Hypertension Gets its Moment: Following World Health Day, what’s ahead for a global response?
Infectious diseases have long been the primary focus of health care discussions in the developing world. But in recent years, there has been a lot of attention on the growing burden of non-communicable diseases (NCDs) in many low- and middle-income countries. One prominent NCD, hypertension, was even the focus area for this year’s World Health Day on April 7.
But in spite of this attention, there’s still limited access to care and treatments – like medicines, vaccines and other health technologies – that can address the NCD burden in developing countries. And poor public awareness of the symptoms of common NCDs often hampers efforts to treat them, leading to more severe conditions over time. Hypertension is a perfect example: it’s not highly symptomatic, but if left untreated it can lead to a series of serious complications, including heart disease, stroke and chronic kidney disease (CKD).
How can the global health community move beyond talking about NCDs and toward more effective methods of preventing and treating them in the developing world?
One possibility is by learning from the tactics of developed countries with more experience addressing the NCD epidemic. These best practices can help inform health system design and resource allocation in emerging markets. For instance, the prevailing U.S. philosophy of care has transitioned away from condition-specific treatment to a continuum of care that engages with individuals over their lifespan. This approach attempts to address the underlying causes of disease to prevent poor health outcomes later in life.
As the U.S. health system has learned, expanding the focus from acute conditions to both acute and chronic is not a straightforward task, and it has required the support of both the public and private health sectors.
Public Sector Financing
The progression of unmanaged NCDs often results in life-threatening consequences. For example, the leading risk factors for chronic kidney disease are hypertension and diabetes. In the U.S., 10 percent of the general population has CKD. But 35 percent and 20 percent of people aged 20 years or older with diabetes or hypertension, respectively, have CKD. If left unattended, CKD may advance to End-Stage Renal Disease (ESRD) with permanent kidney failure requiring either dialysis or a kidney transplant.
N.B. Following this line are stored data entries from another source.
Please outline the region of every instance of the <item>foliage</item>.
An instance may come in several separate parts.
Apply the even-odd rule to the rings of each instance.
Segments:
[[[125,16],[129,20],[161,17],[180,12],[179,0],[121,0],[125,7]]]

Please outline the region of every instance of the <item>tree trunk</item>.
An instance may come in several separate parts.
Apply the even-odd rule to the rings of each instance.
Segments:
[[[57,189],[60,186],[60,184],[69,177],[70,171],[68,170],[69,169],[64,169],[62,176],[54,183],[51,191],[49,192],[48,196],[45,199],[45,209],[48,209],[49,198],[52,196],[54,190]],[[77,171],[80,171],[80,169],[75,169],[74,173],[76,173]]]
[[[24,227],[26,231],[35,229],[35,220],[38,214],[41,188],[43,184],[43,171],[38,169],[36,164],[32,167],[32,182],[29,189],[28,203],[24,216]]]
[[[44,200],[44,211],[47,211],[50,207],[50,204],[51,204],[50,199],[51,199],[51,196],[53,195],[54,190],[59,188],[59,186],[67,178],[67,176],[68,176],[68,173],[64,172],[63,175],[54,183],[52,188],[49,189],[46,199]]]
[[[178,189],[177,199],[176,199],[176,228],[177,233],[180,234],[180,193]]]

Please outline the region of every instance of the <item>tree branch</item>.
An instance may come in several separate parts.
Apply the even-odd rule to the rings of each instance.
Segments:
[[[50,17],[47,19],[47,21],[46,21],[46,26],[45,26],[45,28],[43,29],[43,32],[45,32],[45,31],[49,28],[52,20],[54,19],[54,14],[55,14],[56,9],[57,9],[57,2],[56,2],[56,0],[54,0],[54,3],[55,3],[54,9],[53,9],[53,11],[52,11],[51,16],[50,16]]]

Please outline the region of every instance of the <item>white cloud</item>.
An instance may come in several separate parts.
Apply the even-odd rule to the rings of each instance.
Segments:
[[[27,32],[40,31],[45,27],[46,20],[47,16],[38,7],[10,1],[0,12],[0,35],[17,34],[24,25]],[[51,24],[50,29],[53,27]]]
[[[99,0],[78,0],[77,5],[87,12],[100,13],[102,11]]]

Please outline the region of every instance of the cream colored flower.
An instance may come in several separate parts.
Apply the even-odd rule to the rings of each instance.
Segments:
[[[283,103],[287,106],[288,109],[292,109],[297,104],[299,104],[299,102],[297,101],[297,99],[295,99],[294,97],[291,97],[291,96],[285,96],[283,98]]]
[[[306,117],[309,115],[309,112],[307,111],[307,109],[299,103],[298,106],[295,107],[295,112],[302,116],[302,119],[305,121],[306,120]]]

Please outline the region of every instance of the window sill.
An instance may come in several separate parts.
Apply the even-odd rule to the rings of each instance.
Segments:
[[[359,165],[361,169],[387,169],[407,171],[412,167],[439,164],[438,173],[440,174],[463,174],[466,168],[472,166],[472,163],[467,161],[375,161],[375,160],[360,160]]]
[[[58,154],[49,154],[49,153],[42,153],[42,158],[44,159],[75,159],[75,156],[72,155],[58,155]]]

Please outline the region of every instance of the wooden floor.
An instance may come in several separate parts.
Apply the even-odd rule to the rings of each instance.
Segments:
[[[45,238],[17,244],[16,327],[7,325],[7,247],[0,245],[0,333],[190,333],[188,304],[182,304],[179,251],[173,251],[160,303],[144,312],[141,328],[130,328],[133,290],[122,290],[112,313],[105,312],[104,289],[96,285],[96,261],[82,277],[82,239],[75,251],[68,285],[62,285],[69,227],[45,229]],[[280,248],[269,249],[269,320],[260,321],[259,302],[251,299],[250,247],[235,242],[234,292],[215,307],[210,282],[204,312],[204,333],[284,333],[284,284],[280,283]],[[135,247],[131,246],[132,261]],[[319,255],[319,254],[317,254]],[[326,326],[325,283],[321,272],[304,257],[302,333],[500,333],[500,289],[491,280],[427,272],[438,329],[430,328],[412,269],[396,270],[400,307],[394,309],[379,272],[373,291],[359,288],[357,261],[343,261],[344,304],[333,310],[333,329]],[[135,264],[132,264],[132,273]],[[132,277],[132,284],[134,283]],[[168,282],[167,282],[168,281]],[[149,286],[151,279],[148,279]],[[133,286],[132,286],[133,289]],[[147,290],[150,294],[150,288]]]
The way U.S. policy has addressed this condition is very different from other diseases. In 1972, the U.S. Congress passed legislation authorizing ESRD coverage under Medicare. Prior to this policy, only those over age 65 could qualify for Medicare benefits. The change opened up government support for a new segment of the population, covering 90 percent of all U.S. citizens with a severe chronic disease, CKD. With the rise in diabetes, hypertension and CKD, Medicare coverage plays an integral role in financing late-stage NCD care.
Private Sector Incentives
The health insurance model used by Kaiser Permanente and other similar HMOs aligns economic incentives for participating members and care providers through a prepaid integrated delivery system. Under a capitation model, providers are paid a fixed amount for each patient enrolled in the health plan to cover a defined bundle of services over a span of time, regardless of the amount of care the patient ultimately receives. Prepayment/capitation may be broad in coverage, encompassing hospital care for enrolled patients. Or it may be narrow, covering only primary care services, or only services in a specific specialty area.
The Kaiser Permanente model first became popular in California during the 1970s, as it largely improved affordability and quality of care – particularly for the most vulnerable populations. It encouraged physicians to consider the cost of treatment, and refocused care provisions on preventative health care. Prepaid physicians benefited more from encouraging prevention (which was less expensive, with more resources kept by the physicians) and less from treatment of more complicated, progressed diseases (which were more expensive, with fewer resources kept by the physicians). Certain flaws have kept this capitation model from sustaining scale in the U.S. But provider incentive models like this may be worth reviewing as countries think through changing their treatment focus from episodic care to a continuum of care.
Though countries like the U.S. have used a variety of methods to address NCDs, these tactics have not stopped their growth. In the U.S., for instance, the prevalence of hypertension has remained stable – from 1999 to 2010, it remained fixed at about a third of the population over 20 years of age. So it’s unclear which (if any) of these methods should be emulated by developing countries.
It’s also unclear if best practices from countries like the U.S. could be adapted successfully to the health systems in developing-world settings. Hypertension encapsulates one of the obstacles to this approach– and one of the broader challenges of addressing NCDs in low- and middle-income countries. In the case of hypertensive treatments, poor awareness can reduce patients’ willingness to pay for prevention and, once diagnosed, treatment. With low willingness to pay, can we ever create a healthy private market for hypertensive treatments in the developing world? Knowing that many developing countries have active private health sectors, are there innovative ways to engage these providers and create a local market for hypertensive care?
Or, will the public sector have to allocate monies and be the primary source for hypertensive treatment? Many public health systems are already stretched beyond their capacity addressing the remaining burden of communicable diseases like malaria, tuberculosis, etc. Are the political economies aligned behind a sufficient response to the double burden of NCDs and infectious diseases in this constrained setting?
These and other questions remain unanswered. Advocating for NCDs and increasing global awareness is good and appropriate. But what happens when the rubber meets the road?